How can public settlement information be used to estimate exposure for my client?


Economic experts often employ two approaches that use public settlement information to estimate potential exposure for a client. The first approach is a “top-down” approach, which relies on analyst reports or a global settlement, and apportions a share of the total settlement to a single entity (the client). The second approach is a “bottom-up” approach that estimates statistically potential exposure based on the characteristics of prior settlements, specific data and assumptions about the client’s products and sales.

Top-down Approach

The top-down approach involves starting with public settlement information and/or analyst reports as a starting point to estimate the global liability exposure.  The next step is estimating the client-specific sales share and apportioning a share of the global exposure to the client based on the calculated sales share. Using relevant estimates of client sales and sales shares, the economic expert can develop calculations of exposure under different scenarios.  For example, different scenarios may include different estimates of market shares at either the local or global level, different assumptions about geographic or product markets, and assumptions about pass-through if the litigation involves downstream claimants.

Bottom-up Approach

If the number of available public settlements in similar matters is large enough, a bottom-up approach can be used to estimate exposure. In a bottom-up approach, the expert identifies influential factors in prior settlements and uses statistical models to estimate their relationships between those factors and the settlement amount.
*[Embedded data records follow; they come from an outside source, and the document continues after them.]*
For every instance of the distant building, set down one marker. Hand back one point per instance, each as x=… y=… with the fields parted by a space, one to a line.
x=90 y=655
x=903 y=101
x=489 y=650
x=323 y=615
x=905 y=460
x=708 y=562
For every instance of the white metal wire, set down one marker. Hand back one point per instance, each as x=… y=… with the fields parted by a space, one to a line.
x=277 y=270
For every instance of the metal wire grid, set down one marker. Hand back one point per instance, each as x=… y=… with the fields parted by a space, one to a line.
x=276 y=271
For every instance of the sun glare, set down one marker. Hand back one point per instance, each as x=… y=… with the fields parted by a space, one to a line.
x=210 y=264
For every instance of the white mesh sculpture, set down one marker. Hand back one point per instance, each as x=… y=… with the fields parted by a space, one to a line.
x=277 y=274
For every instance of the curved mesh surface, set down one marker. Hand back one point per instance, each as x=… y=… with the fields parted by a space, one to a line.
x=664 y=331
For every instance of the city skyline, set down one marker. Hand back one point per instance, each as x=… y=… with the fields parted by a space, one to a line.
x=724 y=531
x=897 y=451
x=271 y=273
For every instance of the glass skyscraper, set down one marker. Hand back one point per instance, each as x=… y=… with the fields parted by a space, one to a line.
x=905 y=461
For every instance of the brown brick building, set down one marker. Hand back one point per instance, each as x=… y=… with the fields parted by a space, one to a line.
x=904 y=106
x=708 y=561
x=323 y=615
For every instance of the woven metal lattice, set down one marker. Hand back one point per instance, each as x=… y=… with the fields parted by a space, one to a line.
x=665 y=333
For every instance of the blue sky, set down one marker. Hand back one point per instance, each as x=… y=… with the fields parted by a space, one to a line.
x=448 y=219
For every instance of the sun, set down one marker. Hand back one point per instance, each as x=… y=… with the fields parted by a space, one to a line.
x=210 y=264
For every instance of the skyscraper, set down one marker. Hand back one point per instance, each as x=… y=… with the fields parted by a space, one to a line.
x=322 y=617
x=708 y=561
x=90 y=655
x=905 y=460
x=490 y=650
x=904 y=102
These relationships can be used for constructing a predictive regression model.  This process can be carried out in two steps:

  1. Build a statistical model: The model takes into consideration prior settlements and judgements to draw correlations between the settlement amounts and factors that could influence the settlement. For example, the statistical model should likely predict that the higher the sales shares, the greater the settlement amount. Regression analysis is often used to model statistical relationships between the settlement amount and various factors such as: sales share, proceeding type, entity size and type, product characteristics, and other factors. Once the statistical model has been built and tested, it can then be used for prediction.
  2. Predict client exposure: The estimated influence of each factor derived from the statistical model is then used to forecast the potential settlement amounts for the client.  The specific factors at issue in a particular litigation will be inputs into the statistical model and the result will be an estimate that is based on the experience associated with prior settlements applied to the client’s specific situation.

Both approaches can be useful for providing clients with estimates of potential exposure from a litigation.  Which approach to apply often depends on the facts and circumstances of the issues facing the client and the data and information available.